Arroyo Vista, as well as UC Irvine’s other undergraduate housing complexes, has a history of promoting “progressive houses” the purpose of which are to enhance students’ learning in four fields: leadership development, connection creation, personal responsibility and diversity and global consciousness.
These tenets form the basis for existing Arroyo theme houses, such the Rosa Parks House intended to support black students and promote black history, the Kaleidoscope House intended for LGBT-affiliated undergraduates and the Ceasar Chavez and La Casa Nuestra houses which create programming for Latino student issues.
The Global Earth Cooperative house comes after years of UC Irvine’s Global Sustainability Resource Center pushing for sustainable housing as a part of UC Irvine’s sustainability initiative. The sustainability initiative encompasses tenets of UC Irvine’s Housing Vision, including “empowering communities to meet needs of the current generation without compromising the ability of future generations to meet their needs.”

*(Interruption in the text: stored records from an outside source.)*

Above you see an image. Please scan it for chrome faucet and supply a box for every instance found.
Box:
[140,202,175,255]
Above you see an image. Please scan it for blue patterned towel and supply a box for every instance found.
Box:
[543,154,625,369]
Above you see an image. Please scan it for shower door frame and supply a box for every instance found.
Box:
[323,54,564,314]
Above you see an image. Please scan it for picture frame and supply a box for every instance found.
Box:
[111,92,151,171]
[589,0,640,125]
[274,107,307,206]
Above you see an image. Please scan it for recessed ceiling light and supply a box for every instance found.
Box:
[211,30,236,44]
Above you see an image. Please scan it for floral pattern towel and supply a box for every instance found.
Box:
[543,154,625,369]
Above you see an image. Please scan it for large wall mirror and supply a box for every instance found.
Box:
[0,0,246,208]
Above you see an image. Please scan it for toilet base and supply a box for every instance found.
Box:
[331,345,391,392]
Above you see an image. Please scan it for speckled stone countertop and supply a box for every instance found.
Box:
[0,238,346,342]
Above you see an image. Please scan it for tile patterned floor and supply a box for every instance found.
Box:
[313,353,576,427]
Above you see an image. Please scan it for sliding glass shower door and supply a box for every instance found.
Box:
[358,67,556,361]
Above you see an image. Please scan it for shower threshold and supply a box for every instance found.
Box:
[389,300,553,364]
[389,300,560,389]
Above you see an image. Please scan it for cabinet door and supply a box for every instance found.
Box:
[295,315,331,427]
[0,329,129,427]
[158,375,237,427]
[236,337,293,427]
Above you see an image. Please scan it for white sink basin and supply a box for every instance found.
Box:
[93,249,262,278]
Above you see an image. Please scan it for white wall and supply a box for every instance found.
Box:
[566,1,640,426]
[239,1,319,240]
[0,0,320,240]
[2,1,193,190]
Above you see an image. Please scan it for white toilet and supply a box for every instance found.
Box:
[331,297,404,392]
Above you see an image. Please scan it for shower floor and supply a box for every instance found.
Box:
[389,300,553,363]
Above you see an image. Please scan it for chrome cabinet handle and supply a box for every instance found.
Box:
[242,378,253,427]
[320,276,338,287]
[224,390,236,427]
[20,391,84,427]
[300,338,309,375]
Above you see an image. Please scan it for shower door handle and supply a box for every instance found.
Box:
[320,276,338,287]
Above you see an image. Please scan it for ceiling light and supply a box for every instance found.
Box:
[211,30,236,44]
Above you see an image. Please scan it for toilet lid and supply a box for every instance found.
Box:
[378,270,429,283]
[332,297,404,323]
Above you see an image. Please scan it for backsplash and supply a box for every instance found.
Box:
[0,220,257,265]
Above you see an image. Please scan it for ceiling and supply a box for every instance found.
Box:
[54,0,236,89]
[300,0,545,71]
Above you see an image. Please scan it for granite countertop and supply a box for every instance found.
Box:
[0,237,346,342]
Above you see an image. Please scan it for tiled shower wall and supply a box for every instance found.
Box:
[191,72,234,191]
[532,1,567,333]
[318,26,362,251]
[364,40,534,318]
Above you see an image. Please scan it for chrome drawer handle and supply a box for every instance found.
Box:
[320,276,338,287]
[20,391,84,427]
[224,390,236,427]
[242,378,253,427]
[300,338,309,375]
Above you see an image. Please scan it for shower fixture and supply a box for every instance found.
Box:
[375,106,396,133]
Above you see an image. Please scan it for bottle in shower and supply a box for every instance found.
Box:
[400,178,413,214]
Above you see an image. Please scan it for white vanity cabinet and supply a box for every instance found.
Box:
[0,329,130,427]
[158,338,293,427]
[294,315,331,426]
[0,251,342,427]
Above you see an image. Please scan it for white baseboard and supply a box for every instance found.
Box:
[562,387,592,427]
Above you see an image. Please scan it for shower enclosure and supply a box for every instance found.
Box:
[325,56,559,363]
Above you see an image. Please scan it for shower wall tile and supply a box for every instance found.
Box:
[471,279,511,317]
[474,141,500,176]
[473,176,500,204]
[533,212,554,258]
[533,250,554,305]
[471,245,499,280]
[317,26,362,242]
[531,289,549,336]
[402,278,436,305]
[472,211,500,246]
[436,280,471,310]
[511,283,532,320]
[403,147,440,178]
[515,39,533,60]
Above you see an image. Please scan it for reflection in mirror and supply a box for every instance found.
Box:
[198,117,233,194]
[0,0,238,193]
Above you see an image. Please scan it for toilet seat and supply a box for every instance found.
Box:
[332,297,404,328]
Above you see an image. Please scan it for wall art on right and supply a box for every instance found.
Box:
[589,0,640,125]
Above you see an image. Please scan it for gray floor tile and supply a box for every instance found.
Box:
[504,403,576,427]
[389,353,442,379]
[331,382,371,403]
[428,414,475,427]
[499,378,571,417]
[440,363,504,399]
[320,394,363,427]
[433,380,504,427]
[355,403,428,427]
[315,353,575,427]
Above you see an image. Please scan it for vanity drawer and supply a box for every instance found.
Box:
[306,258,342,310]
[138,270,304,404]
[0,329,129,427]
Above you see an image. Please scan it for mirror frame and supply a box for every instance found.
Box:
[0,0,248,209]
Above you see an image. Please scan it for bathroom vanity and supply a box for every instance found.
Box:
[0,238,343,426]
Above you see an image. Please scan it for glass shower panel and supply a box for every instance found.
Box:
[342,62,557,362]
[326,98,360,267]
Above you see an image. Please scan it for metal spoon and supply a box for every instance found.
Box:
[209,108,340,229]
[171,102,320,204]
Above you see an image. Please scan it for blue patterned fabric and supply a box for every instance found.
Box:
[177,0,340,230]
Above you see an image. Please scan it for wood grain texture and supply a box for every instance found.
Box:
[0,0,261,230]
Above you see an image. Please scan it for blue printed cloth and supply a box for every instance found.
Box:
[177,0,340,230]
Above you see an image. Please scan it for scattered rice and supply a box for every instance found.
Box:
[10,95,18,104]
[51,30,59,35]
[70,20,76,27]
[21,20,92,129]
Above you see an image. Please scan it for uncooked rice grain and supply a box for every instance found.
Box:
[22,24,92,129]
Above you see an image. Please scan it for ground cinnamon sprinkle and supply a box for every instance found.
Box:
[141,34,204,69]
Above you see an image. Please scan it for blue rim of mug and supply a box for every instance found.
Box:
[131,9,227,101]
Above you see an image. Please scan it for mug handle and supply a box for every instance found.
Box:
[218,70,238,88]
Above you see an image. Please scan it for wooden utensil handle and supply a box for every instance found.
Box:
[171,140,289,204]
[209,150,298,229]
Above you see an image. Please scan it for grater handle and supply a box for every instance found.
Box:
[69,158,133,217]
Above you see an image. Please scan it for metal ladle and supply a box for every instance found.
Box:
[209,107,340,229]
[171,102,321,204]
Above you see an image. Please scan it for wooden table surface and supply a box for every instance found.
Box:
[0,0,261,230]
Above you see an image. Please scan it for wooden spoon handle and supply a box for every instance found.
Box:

With previous “green” housing communities in Mesa Court and initiatives adopted by other undergraduate housing communities, UCI has made progress in streamlining housing communities’ energy, waste and water needs: reducing water use by 30 percent, cutting 990 metric tons from UC Irvine’s greenhouse gas emissions as a result of the installation of 8,000 new, more efficient lighting fixtures, as well as introducing recycling programs into new housing communities, to reach UC Irvine’s goal of zero greenhouse gas emissions by 2025.
UC Irvine joins the ranks of several other University of California campuses with sustainability-themed housing: UC Berkeley’s Global Environmental House, UC Santa Barbara’s Green Living House and UC Santa Cruz’s Sustainability House.
Currently, UCI’s Global Earth Cooperative house is assigning student staff and residents to the house. Resident advisors all begin their training in August 2016 in preparation for the move-in of residents in September.